Jimmy yang kecil, chubby, dan ketakutan karena melihat sosok Indian tua yang "bleeding to death". James Douglas Morrison; sang pemberontak yang romatis, yang pergi ber-hitchiking keliling Amerika dan menganggap sosoknya sebagai "killer on the road". Jim Morrison; seorang vokalis tentatif pemalu berwajah rupawan dari band bernama The Doors, juga merupakan penulis puisi yang romantis. Jimbo; sang rock star yang telah terjauhkan dari ketenaran dan spotlight, berperut buncit, brewokan, dan pembuat onar. Mr. Mojo Rising; seorang misterius yang entah datang dari mana, yang begitu menyukai rasa sakit dan sangat mendambakan kematian, ia terasuki konsep √úbermensch Nietzsche dan menganggap semua orang adalah budak. Hingga Lizard King yang magis, terasuki roh Indian, sosok totem yang melindungi para ksatria Indian.

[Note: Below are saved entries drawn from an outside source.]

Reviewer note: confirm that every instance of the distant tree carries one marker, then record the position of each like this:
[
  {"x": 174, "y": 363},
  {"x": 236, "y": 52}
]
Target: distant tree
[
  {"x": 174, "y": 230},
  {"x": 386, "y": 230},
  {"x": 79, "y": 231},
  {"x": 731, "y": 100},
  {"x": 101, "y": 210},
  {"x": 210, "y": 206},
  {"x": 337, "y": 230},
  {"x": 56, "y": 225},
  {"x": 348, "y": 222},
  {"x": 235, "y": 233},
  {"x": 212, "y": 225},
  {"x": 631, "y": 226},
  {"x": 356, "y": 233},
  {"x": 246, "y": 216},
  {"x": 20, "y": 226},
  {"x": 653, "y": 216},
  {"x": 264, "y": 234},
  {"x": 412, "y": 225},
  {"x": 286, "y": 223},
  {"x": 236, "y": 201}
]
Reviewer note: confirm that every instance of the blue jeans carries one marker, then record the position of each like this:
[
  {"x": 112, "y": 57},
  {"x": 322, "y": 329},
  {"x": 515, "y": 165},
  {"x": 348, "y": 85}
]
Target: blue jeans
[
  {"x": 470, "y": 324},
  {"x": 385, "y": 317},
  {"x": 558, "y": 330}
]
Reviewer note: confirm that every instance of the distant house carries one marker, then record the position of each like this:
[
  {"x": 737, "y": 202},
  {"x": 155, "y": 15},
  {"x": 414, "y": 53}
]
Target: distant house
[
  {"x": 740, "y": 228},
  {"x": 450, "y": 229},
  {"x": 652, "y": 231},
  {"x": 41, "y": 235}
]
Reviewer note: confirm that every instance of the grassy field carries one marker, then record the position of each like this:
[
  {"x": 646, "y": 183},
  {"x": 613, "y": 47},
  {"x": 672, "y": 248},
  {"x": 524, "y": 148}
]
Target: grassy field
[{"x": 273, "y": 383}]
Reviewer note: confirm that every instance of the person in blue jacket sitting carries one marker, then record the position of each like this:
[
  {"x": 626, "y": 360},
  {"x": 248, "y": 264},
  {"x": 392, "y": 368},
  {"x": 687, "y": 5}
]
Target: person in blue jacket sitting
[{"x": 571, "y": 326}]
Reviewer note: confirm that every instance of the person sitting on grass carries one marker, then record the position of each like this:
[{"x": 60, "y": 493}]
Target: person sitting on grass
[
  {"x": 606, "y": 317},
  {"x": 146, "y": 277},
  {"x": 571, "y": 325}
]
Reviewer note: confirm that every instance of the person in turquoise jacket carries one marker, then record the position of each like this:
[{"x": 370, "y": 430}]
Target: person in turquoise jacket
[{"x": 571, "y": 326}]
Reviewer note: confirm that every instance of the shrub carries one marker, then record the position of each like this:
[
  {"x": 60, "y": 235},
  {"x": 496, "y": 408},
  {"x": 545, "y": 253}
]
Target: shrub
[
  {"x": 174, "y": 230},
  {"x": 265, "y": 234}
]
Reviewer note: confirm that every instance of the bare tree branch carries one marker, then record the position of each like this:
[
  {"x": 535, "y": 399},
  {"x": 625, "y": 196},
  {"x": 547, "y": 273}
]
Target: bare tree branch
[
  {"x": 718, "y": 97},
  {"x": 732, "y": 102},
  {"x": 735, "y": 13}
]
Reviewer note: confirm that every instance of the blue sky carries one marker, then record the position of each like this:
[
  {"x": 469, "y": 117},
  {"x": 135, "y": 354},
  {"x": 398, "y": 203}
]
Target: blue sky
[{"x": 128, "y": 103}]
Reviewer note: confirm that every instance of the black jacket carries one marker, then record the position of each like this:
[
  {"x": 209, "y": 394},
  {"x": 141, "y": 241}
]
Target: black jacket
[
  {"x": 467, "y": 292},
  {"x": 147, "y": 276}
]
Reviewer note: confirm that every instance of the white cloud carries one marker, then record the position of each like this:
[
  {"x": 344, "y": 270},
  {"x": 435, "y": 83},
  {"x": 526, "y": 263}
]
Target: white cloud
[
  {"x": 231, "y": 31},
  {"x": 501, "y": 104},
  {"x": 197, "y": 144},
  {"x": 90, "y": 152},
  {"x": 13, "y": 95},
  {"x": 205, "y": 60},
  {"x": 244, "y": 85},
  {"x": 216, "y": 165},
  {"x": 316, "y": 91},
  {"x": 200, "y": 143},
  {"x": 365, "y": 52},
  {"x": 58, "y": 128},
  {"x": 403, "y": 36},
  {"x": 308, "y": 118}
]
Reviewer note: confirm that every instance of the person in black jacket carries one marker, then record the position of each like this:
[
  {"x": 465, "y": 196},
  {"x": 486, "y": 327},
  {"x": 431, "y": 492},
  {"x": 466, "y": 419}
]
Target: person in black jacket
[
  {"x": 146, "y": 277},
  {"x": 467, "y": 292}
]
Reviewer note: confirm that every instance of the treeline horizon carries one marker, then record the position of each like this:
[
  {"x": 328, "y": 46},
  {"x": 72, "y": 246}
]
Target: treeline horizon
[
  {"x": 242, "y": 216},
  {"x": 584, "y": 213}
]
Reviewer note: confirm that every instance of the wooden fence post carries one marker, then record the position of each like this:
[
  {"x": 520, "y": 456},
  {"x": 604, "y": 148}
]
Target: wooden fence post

Semua berkelindan dalam satu sosok.

PADA tahun 1955, Jimmy remaja menonton film berjudul Rebel Without A Cause yang dibintangi oleh James Dean . Film yang disutradarai oleh Nicholas Ray ini adalah tipikal film yang menyulut darah muda, menunjukkan sisi pemberontakan yang romantis dan begitu heroik. Dean yang memerankan tokoh bernama Jim Stark mendapatkan julukan Jimbo oleh sang ayah yang pemabuk. Akhirnya nama inilah yang dipakai untuk menandai Jim Morrison yang pemabuk dan pembuat onar.

Say hi to Jimbo.

Pada tahun yang sama, Jimmy pindah ke Albuquerque, New Mexico. Pada circa yang sama ini, Jim mulai menunjukkan sisi pemberontakannya. Dia berhenti les piano, menolak melanjutkannya, dan menolak untuk menghabiskan waktu bersama keluarganya. Rumah keluarga Morrison yang berada di daerah gurun, membuat Jim begitu bahagia. Ia sering menghabiskan waktu dengan menjelajah gurun di sekitar rumahnya, mengagumi reptil gurun bertampang prehistoric. Ia mulai menyukai kadal, ular, hingga armadillo. Jim mulai membaca banyak literatur tentang hewan padang pasir ini. Hingga akhirnya ia sangat jatuh cinta dengan kadal (lizard). Ia lantas membaptis diri menjadi sang raja kadal. Dengan persona ini, ia merasa bisa melakukan segalanya, membuat kematian menjauh, dan membuat bumi berhenti berputar.

Magis sekaligus eksotis.

I can make the earth stop in its tracks. I made the blue cars go away.